Remove the duplicates in-place such that each unique element appears only once

Good morning! Here's your coding interview problem for today.

This problem was asked by Tencent.

Given an integer array nums sorted in non-decreasing order, remove the duplicates in-place such that each unique element appears only once. The relative order of the elements should be kept the same.
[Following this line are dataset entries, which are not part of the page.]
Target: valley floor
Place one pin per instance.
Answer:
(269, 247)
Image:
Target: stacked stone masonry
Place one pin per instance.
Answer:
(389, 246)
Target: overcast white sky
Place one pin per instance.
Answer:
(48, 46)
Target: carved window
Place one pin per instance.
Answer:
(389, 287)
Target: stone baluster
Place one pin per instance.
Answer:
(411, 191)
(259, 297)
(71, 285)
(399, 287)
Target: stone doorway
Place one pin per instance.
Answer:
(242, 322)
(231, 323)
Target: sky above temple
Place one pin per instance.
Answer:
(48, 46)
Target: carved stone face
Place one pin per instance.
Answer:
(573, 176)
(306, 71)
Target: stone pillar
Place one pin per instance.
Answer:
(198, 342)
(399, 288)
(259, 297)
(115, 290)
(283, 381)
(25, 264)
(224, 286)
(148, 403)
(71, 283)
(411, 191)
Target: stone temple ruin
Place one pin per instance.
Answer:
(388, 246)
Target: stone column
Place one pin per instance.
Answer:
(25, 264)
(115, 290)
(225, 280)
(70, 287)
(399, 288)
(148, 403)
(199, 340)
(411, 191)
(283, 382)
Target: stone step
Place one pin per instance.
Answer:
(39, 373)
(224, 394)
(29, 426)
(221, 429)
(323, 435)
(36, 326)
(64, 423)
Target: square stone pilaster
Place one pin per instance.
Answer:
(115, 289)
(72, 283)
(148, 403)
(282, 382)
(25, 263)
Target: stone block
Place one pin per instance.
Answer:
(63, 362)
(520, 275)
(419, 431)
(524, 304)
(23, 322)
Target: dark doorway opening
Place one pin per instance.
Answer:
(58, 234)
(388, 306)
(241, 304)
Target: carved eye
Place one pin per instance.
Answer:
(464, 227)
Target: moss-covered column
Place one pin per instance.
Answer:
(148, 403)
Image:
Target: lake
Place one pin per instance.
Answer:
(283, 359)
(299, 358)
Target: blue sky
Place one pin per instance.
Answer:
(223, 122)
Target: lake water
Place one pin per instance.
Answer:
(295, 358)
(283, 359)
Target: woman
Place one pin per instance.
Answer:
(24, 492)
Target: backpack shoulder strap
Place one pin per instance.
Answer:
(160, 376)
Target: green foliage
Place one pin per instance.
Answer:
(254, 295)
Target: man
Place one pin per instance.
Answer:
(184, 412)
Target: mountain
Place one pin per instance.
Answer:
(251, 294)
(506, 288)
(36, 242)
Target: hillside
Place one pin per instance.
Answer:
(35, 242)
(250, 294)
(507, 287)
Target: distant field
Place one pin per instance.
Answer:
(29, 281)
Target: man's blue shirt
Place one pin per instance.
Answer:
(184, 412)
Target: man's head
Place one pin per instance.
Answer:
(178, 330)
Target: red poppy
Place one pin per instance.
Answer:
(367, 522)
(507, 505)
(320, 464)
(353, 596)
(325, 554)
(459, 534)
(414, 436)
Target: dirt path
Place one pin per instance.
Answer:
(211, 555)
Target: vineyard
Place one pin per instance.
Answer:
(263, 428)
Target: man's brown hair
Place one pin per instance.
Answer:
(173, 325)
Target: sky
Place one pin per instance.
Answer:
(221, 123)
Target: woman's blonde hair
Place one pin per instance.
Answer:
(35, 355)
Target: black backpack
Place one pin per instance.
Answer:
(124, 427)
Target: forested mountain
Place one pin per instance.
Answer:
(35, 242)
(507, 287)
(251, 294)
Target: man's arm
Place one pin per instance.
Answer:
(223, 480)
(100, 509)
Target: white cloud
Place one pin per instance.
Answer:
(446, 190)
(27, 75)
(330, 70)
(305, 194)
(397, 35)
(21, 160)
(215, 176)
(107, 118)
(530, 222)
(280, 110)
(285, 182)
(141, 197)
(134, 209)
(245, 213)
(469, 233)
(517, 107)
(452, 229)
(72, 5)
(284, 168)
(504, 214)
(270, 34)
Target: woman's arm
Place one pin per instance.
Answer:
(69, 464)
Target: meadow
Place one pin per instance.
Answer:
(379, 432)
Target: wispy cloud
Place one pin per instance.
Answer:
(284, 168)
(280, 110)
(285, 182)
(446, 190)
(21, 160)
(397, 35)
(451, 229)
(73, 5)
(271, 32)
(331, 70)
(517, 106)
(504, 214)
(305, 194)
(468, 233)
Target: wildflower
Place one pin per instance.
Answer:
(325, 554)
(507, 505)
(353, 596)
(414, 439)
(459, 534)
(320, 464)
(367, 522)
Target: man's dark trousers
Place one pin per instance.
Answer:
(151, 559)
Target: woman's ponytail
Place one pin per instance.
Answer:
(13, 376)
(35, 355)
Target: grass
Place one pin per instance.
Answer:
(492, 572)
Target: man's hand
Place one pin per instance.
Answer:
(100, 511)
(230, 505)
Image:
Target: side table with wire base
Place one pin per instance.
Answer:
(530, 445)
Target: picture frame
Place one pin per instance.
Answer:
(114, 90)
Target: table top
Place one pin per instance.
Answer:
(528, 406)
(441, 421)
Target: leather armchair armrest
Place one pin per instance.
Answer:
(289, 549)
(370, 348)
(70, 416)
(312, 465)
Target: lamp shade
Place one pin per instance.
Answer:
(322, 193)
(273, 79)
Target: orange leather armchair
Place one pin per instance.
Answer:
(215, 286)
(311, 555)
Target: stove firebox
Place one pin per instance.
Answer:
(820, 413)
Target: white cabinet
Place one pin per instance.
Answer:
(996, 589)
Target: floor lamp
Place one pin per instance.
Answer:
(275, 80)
Then return the number of unique elements in nums.

Example

function removeDuplicates(nums){

}

console.log(removeDuplicates([1, 2, 3, 1, 3])) 
// [1, 2, 3]

Solution

function removeDuplicates(nums) {
  const set = new Set();

  for (let i = 0; i < nums.length; i++) {
    set.add(nums[i]);
  }

  let k = 0;
  for (const num of set) {
    nums[k++] = num;
  }
  nums.length = k;
  return k;
}

Explanation

• Use a Set to collect only unique elements from the unsorted array.
• Loop over the original array and add each element to the Set.
• Set will only contain unique elements, discarding duplicates.
• Loop over Set to rebuild array with only uniques in original order.
• set size of array to k
• Return k which is the new length after removing duplicates.

Comments

[Tracy Gilmore]

Hi Chandra,

Using the Set data type is an excellent way to remove duplicates and can be created directly from an array as follows.

const set = new Set(nums);

The set can them be turned back into a simple array using its keys method, as follows.

return [...set.keys()];

This can greatly simplify the example above but does not explain the how it works anywhere near as well.

Another, more complicated, approach is to use the Array.reduce method, as follows.

const deduped = nums.reduce((dd, n) => dd.includes(n) ? dd : [...dd, n], []);

return deduped;

I accept neither of the above approaches are 'in-place' but this can be resolved using the following script.

nums.splice(0, nums.length, ...deduped);

// or

nums.length = 0;
nums.push(...deduped);

Best regards, Tracy

[Tracy Gilmore]

Chandra,

Your example needs to return nums not k otherwise the output would be the number 3 and not the original array.

Your post certainly had me thinking, so here is an in-place alternative.

function removeDuplicates(nums) {
    let k = 0;
    for (let i = 0; i < nums.length; i++) {
        if (!nums.slice(0, k).includes(nums[i])) {
            nums[k++] = nums[i];
        }
    }
    nums.length = k;
    return nums;
}

Tracy